Captain Wan Mohd Abdul Amir Wan Yahya, 56, was an experienced pilot with MASwings. He had accumulated 4,740 flight hours in total, including 807 hours on the DHC-6 Twin Otter type.

First Officer Marc Joel Bansh, a 22-year-old Malaysian co-pilot, had logged 651 total flight hours, of which 400 hours were on the Twin Otter. He later died from injuries sustained in the crash.

== Accident ==
Flight 3002 departed from Kota Kinabalu at approximately 14:50 local time for the short flight to Kudat. At 15:30, while on final approach to Kudat Airport, the aircraft descended below the normal glide path and impacted a house in the village of Kampung Sin San, located just short of the runway.
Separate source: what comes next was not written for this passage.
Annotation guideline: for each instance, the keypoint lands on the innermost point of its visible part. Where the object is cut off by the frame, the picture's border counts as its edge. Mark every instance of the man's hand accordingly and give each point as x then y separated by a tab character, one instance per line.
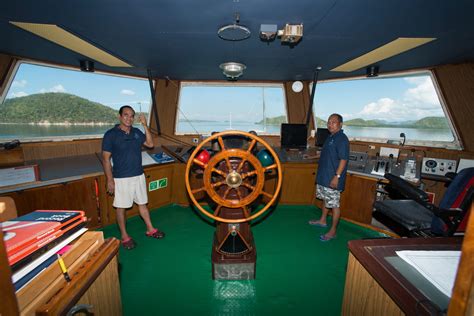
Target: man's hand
142	119
111	187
The aircraft broke apart and came to rest partially on the house owned by qayyum and surrounding grounds.

Emergency responders arrived shortly after the crash. Most of the 16 occupants survived, though two were fatally injured: the 22-year-old co-pilot and one elderly passenger. Four other passengers were injured, two seriously.

== Investigation ==
The Malaysian Department of Civil Aviation (DCA), along with MASwings and other relevant authorities, launched an investigation into the crash. Initial findings suggested that the aircraft was too low on final approach and struck obstacles short of the runway. Weather conditions at the time were reported to be normal.

According to a preliminary report, pilot error in judgment during the final approach phase was identified as a contributing factor. The final investigation report has not been widely published.

== Aftermath ==

Following the crash, MASwings temporarily grounded its Twin Otter fleet pending safety checks. The accident raised concerns about safety at remote airfields in Malaysia’s rural interior, particularly in Sabah and Sarawak. Condolences were expressed by government officials, including the Minister of Transport.